Je crains au contraire qu'ils ne m'aient renforcé dans ma conviction initiale, monsieur le président !
On tente en effet de faire croire que le Gouvernement n'aurait pas l'intention de lutter contre le abus en matière d'accords de gamme que M. Vial vient de dénoncer et dont nous avons tous des exemples en tête. Je pense notamment à une célèbre marque de fromage, très forte - aussi forte que ses fromages !- pour négocier des accords de gamme qui ont la particularité d'évincer des linéaires les autres marques de fromage. Et je pourrais citer bien d'autres exemples encore.
Sachez, mesdames, messieurs les sénateurs, que le Gouvernement a bien l'intention d'empêcher de tels abus.
Permettez-moi de vous relire la phrase que nous insérons, par l'article 32, dans l'article L. 442-6 du code de commerce : « Le fait de subordonner, au titre d'un accord de gamme, l'exposition à la vente de plus d'un produit à l'octroi d'un avantage quelconque peut constituer un abus de puissance de vente ; ».
Dans ce « peut constituer », il y a tout le pouvoir d'appréciation du juge, qui est la règle aujourd'hui en France. Ce pouvoir n'est en rien choquant : le juge n'a pas compétence liée et doit apprécier s'il y a eu ou non abus de puissance de vente.
En outre, monsieur Vial, vous ne m'avez pas convaincu sur l'innovation et les PME.
Je le dis avec beaucoup de gravité, nous voulons que nos PME grandissent.
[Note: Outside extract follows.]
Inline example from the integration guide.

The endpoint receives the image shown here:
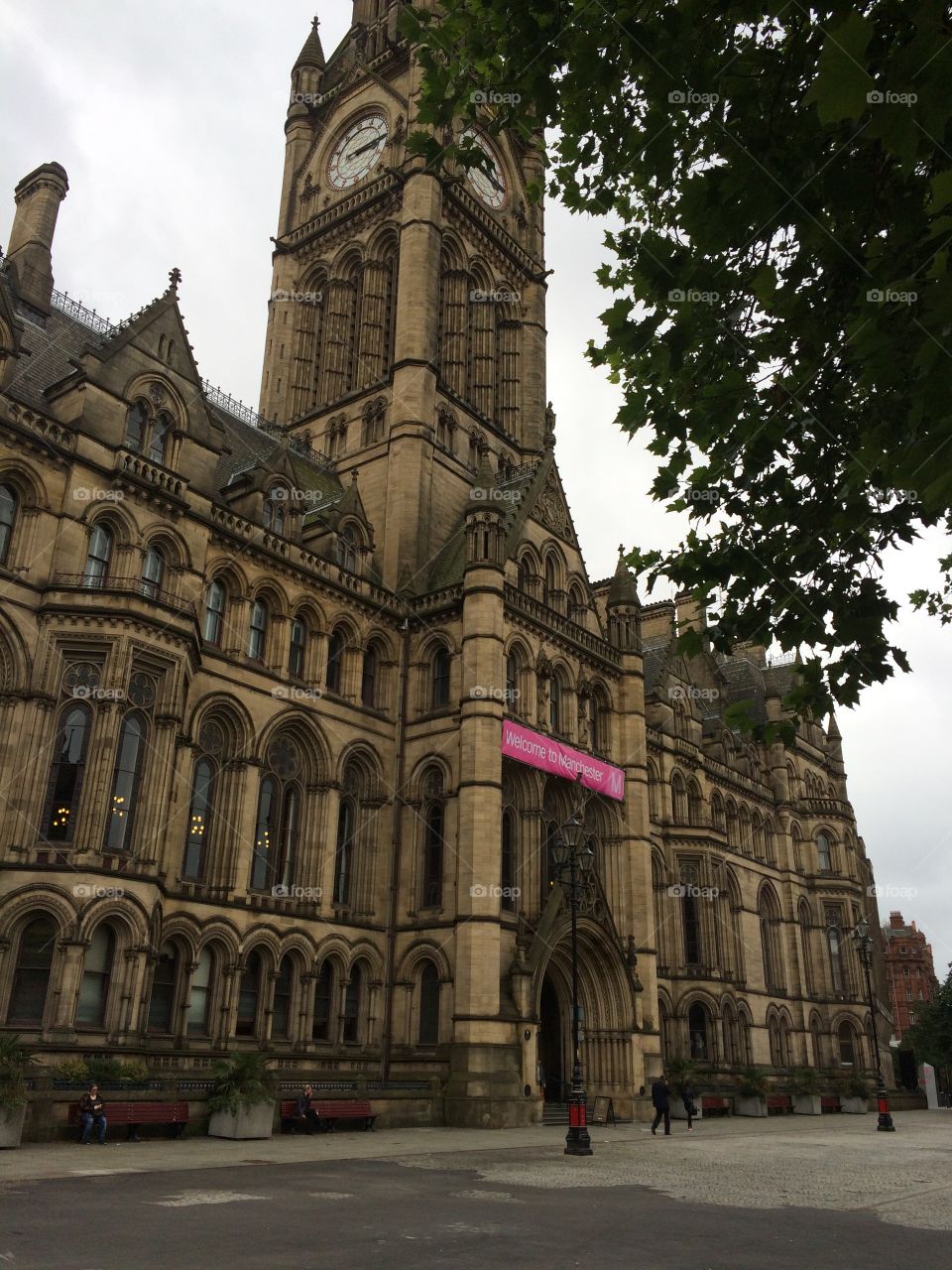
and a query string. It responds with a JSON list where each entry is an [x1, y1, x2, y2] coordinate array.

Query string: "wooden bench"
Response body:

La plupart du temps, une PME, c'est une idée et un produit phare. Ce produit se fraye un chemin jusqu'au consommateur et remporte un certain succès. Mais, si elle souhaite grandir, l'entreprise doit inventer d'autres produits. Faire figurer ces produits dans un accord de gamme est un très bon moyen de les faire connaître des consommateurs. Pourquoi pénaliser les PME innovantes ?
J'en suis certain, si l'amendement n° 182 rectifié était adopté, les organisations représentatives des PME elles-mêmes protesteraient, et nous en avons déjà rencontré un certain nombre.
Ensuite, vous me dites, monsieur le sénateur, s'agissant des voitures et des téléphones portables, qu'il n'y a pas de problème, qu'il est possible de vendre ce que l'on veut. Mais, pour un concessionnaire, l'accord de gamme est une obligation ! Le concessionnaire automobile est obligé de vendre l'ensemble d'une gamme. Dans le secteur de la téléphonie mobile, on peut, bien sûr, vendre ce que l'on veut, mais les accords de gamme prévoient des remises et donc un seuil de revente à perte plus bas. C'est ce qui permet de vendre des produits moins chers et d'ouvrir de nouveaux marchés aux consommateurs.
Pour lutter contre des pratiques abusives, que le texte du Gouvernement vise d'ailleurs à réprimer, vous utilisez un énorme marteau, monsieur le sénateur, et, en le laissant retomber, vous écraserez, par inadvertance, j'en suis convaincu, un assez grand nombre d'autres activités, qui, elles, méritent d'être protégées.
Je note d'ailleurs que M. Texier a déposé un autre amendement visant à ce que l'interdiction des accords de gamme ne s'applique pas aux constructeurs automobiles. Cela prouve bien qu'il partage mon raisonnement !
Je suis sans illusion sur la puissance de feu de la commission des affaires économiques et des sénateurs, mais je souhaite attirer votre attention, mesdames, messieurs les sénateurs, sur les conséquences de l'adoption d'une interdiction radicale de tout accord de gamme dans notre pays, ne serait-ce qu'au regard du droit européen, qui garantit la liberté du commerce et de la concurrence.